9.15.2007

Tagore Poem

Rabindranath Tagore (1861-1941)

On the Seashore

1On the seashore of endless worlds children meet.

2The infinite sky is motionless overhead and the restless water is boisterous. On the seashore of endless worlds the children meet with shouts and dances.

3They build their houses with sand, and they play with empty shells. With withered leaves they weave their boats and smilingly float them on the vast deep. Children have their play on the seashore of worlds.

4They know not how to swim, they know not how to cast nets. Pearl-fishers dive for pearls, merchants sail in their ships, while children gather pebbles and scatter them again. They seek not for hidden treasures, they know not how to cast nets.

5The sea surges up with laughter, and pale gleams the smile of the sea-beach. Death-dealing waves sing meaningless ballads to the children, even like a mother while rocking her baby's cradle. The sea plays with children, and pale gleams the smile of the sea-beach.

6On the seashore of endless worlds children meet. Tempest roams in the pathless sky, ships are wrecked in the trackless water, death is abroad and children play.
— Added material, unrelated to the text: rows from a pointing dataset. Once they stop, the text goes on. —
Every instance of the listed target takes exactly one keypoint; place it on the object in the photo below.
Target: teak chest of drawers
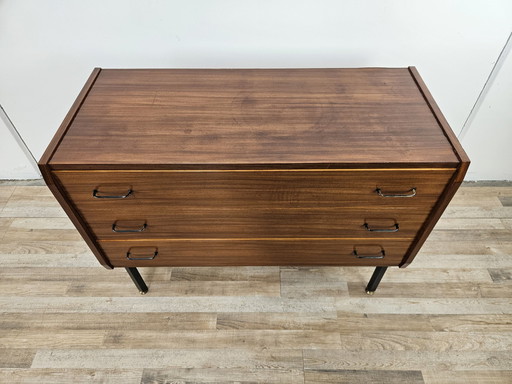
(217, 167)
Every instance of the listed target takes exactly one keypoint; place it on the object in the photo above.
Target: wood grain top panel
(219, 117)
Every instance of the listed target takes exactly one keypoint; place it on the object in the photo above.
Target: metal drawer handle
(381, 256)
(394, 228)
(411, 193)
(129, 257)
(116, 229)
(96, 195)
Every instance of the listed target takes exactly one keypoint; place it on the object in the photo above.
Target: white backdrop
(48, 49)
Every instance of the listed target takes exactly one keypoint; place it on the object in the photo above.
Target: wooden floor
(445, 319)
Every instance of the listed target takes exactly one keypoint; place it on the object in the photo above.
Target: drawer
(254, 189)
(246, 252)
(166, 221)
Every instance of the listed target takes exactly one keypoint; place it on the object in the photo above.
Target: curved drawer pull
(130, 257)
(96, 195)
(381, 256)
(394, 228)
(410, 193)
(116, 229)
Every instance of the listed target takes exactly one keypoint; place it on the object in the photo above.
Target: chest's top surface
(218, 117)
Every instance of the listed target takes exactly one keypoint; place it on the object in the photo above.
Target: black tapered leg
(375, 279)
(137, 279)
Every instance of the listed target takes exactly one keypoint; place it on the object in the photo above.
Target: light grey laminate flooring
(445, 319)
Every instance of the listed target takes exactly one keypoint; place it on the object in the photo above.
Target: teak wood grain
(247, 252)
(280, 117)
(263, 156)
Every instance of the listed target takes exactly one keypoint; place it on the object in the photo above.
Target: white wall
(14, 161)
(48, 48)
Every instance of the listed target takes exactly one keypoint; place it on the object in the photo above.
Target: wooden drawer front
(255, 189)
(170, 253)
(170, 222)
(255, 204)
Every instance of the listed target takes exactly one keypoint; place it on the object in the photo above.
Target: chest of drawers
(190, 167)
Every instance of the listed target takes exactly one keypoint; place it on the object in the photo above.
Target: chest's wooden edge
(443, 201)
(443, 123)
(249, 167)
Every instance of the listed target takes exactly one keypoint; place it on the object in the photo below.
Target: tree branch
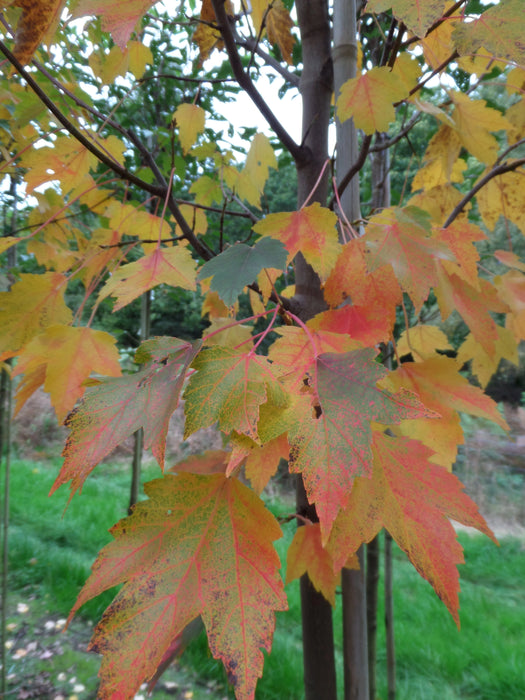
(498, 170)
(299, 153)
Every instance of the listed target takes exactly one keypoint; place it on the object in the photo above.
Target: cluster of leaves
(373, 446)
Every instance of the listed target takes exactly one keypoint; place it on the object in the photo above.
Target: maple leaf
(413, 499)
(190, 121)
(239, 265)
(68, 355)
(252, 178)
(37, 23)
(334, 447)
(474, 121)
(116, 408)
(200, 545)
(499, 30)
(401, 238)
(278, 25)
(418, 15)
(422, 342)
(310, 231)
(32, 304)
(228, 387)
(173, 266)
(119, 18)
(369, 99)
(306, 554)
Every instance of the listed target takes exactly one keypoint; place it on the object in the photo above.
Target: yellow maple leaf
(442, 164)
(474, 122)
(37, 24)
(173, 266)
(422, 342)
(63, 357)
(31, 305)
(485, 364)
(190, 121)
(278, 25)
(369, 99)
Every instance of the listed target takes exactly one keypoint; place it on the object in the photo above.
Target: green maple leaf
(201, 545)
(117, 407)
(239, 265)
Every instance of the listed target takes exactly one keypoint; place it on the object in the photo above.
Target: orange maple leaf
(68, 355)
(306, 554)
(32, 304)
(413, 499)
(37, 23)
(198, 545)
(310, 231)
(173, 266)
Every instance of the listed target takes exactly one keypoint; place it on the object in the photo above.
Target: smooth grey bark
(316, 91)
(355, 641)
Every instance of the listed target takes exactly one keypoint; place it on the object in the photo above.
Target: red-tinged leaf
(262, 462)
(114, 409)
(418, 15)
(173, 266)
(413, 499)
(228, 387)
(209, 462)
(368, 325)
(68, 355)
(369, 99)
(294, 353)
(460, 238)
(499, 30)
(310, 231)
(119, 18)
(38, 21)
(333, 446)
(441, 387)
(29, 307)
(306, 554)
(401, 238)
(199, 545)
(454, 294)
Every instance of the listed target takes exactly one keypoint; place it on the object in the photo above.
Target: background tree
(136, 186)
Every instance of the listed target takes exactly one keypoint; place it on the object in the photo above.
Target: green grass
(50, 558)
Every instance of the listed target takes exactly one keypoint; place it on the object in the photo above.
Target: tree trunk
(316, 92)
(355, 645)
On the seashore of endless worlds is the great meeting of children.

The Child

(excerpt)

1The first flush of dawn glistens on the dew-dripping leaves of the forest.

2The man who reads the sky cries:

3 "Friends, we have come!"

4They stop and look around.

5 On both sides of the road the corn is ripe to the horizon,

6 -- the glad golden answer of the earth to the morning light.

7The current of daily life moves slowly

8 between the village near the hill and the one by the river bank.

9The potter's wheel goes round, the woodcutter brings fuel to the market,

10 the cow-herd takes his cattle to the pasture,

11 and the woman with the pitcher on her head walks to the well.

12But where is the King's castle, the mine of gold,

13 the secret book of magic,

14 the sage who knows love's utter wisdom?

15"The stars cannot be wrong," assures the reader of the sky.

16"Their signal points to that spot."

17And reverently he walks to a wayside spring

18from which wells up a stream of water, a liquid light, like the morning melting into a chorus of tears and laughter

19Near it in a palm grove surrounded by a strange hush stands a leaf-thatched hut

20at whose portal sits the poet of the unknown shore, and sings:

21 "Mother, open the gate!"

22A ray of morning sun strikes aslant at the door.

23The assembled crowd feel in their blood the primaeval chant of creation:

24 "Mother, open the gate!"

25The gate opens.

26The mother is seated on a straw bed with the babe on her lap,

27 Like the dawn with the morning star.

28The sun's ray that was waiting at the door outside falls on the head of the child.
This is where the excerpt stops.